It’s no question that air traffic contributes a significant amount of pollution to the environment, and that many airlines run wasteful operations, with inadequate recycling programs, unsustainable dining options, and more.
Lucky for us, many airlines are also realizing the detrimental impact they have on global climate change and are looking to shake things up when it comes to their operations. With initiatives like building lighter, more efficient planes to reduce fuel consumption, researching alternative, clean fuel options, and adopting rigorous sustainability standards across the board, select airlines are doing what they can to make a positive difference around the world.
One such airline is Air France / KLM. This conglomerate airline has been working to improve their environmental performance and their community presence for a long time now, and their recent efforts have only been more impressive. They organize their efforts around four “pillars” of Corporate Social Responsibility, which include both “Environment” and “Local Development.” They publish a yearly report that conveys the successes and failures of this strategy, which is available online here if you’re interested.
Here are a few of the ways that Air France is working to be a greener carrier:
Energy & Water: With ambitious goals to reduce energy and water consumption and to improve energy efficiency, Air France has some hard work ahead of them. That said, they’ve improved their energy efficiency an impressive 18.6% since 2011 alone, and have decreased energy consumption by 15% and water use by 9% in the same period. They not only work to apply these things to their aircraft operations, but to their offices and warehouses as well (for example, their Helios warehouse utilizes some serious sustainable design and operating principles).
Emissions: Air France has fought hard to reduce their carbon emissions since 2011. They’ve improved their operational efficiency by 7.2%, meaning that their aircraft and associated vehicles use less fuel and create less C02. They’ve also reduced their overall carbon emissions 7% in the last six years through the introduction of more efficient aircraft like the B787-9, which uses 20% less fuel than comparable aircraft. They even offer a program for customers to calculate their contribution to carbon emissions, and to suggest ways to offset those emissions.

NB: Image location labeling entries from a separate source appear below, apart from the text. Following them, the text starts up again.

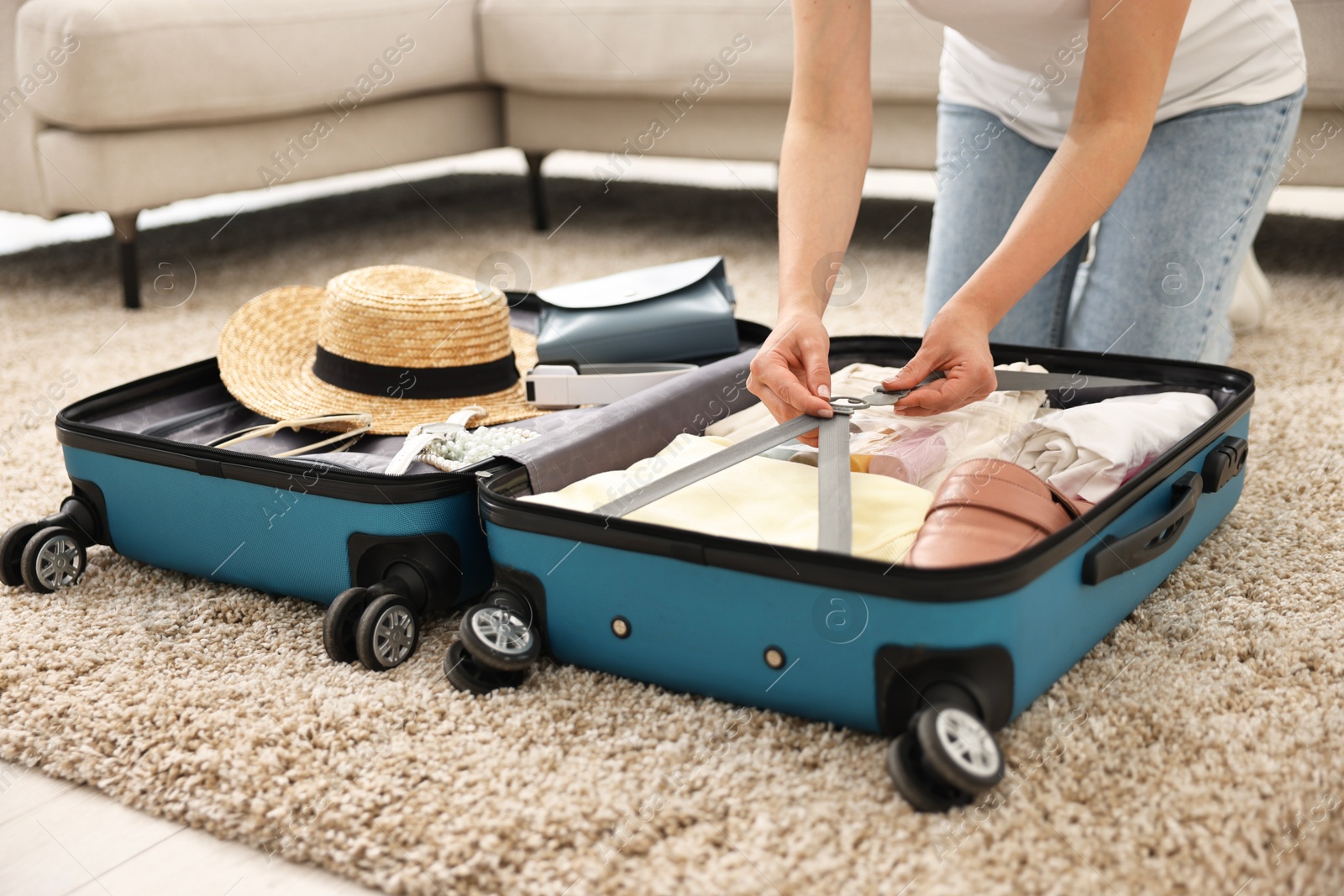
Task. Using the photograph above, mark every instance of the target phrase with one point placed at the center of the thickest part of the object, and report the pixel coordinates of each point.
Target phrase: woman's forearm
(822, 170)
(1086, 175)
(826, 147)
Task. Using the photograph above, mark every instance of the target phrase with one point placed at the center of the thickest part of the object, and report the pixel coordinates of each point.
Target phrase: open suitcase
(949, 654)
(382, 553)
(318, 527)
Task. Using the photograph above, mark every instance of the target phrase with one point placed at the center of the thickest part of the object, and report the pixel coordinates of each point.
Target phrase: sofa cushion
(721, 49)
(140, 63)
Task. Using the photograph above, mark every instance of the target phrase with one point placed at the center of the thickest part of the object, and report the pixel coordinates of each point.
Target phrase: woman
(1166, 120)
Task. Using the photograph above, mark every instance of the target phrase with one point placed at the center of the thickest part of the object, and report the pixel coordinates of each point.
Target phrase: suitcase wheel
(499, 636)
(387, 633)
(340, 624)
(464, 673)
(11, 553)
(53, 558)
(947, 757)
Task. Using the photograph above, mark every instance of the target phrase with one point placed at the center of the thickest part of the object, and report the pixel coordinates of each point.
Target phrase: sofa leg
(541, 219)
(124, 234)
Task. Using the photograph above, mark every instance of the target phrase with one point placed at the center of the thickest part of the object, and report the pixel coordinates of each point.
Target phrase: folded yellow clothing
(759, 500)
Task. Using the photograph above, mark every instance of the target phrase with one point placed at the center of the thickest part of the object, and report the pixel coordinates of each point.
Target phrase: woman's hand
(790, 374)
(958, 343)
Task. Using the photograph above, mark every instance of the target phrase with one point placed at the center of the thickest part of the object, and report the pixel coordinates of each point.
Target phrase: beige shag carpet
(1195, 752)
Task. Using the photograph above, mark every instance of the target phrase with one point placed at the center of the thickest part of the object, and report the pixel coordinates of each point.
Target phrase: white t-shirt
(1023, 60)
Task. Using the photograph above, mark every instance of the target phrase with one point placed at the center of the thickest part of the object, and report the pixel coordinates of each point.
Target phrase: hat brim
(266, 354)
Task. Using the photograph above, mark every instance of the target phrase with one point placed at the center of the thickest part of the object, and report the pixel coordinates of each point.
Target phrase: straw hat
(407, 344)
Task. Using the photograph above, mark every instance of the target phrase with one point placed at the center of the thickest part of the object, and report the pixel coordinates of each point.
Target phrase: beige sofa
(123, 105)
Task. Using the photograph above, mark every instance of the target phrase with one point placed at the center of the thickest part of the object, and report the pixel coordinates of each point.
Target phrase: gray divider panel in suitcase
(617, 436)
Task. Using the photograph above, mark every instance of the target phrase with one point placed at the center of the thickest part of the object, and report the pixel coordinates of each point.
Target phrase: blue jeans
(1167, 253)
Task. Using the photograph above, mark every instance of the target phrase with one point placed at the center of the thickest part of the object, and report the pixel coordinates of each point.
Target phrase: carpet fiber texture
(1196, 750)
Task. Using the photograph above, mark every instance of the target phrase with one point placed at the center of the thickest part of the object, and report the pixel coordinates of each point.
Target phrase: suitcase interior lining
(203, 414)
(618, 436)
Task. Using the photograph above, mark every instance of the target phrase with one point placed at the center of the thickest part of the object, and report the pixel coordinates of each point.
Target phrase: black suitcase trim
(871, 577)
(343, 484)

Biodiversity: Because C02 emissions from airplanes can seriously affect biodiversity, especially in more rural or wild regions of the world, Air France is working to reduce their emissions to protect the flora and fauna around the globe. They also support nature preservation programs through their charity work. One example is their forest preservation work in Madagascar, a program they’ve been a part of since 2008.
Dining: As part of their commitment to protecting biodiversity, Air France emphasizes responsible, sustainable sourcing in the food products they serve on flights. They focus on local, in-season produce to reduce transit costs and support local farms, and prefer organic fare where possible, especially in children’s meals. They also opt for sustainable seafood to protect the ocean’s biodiversity and to discourage irresponsible fishing.
Waste: In an effort to reduce the massive amount of waste that can potentially be generated by a commercial airline, Air France has introduced robust recycling programs, utilized recycled materials in airline staff uniforms, and worked to limit food waste. They’ve achieved a reduction of 7% in their waste production since 2007.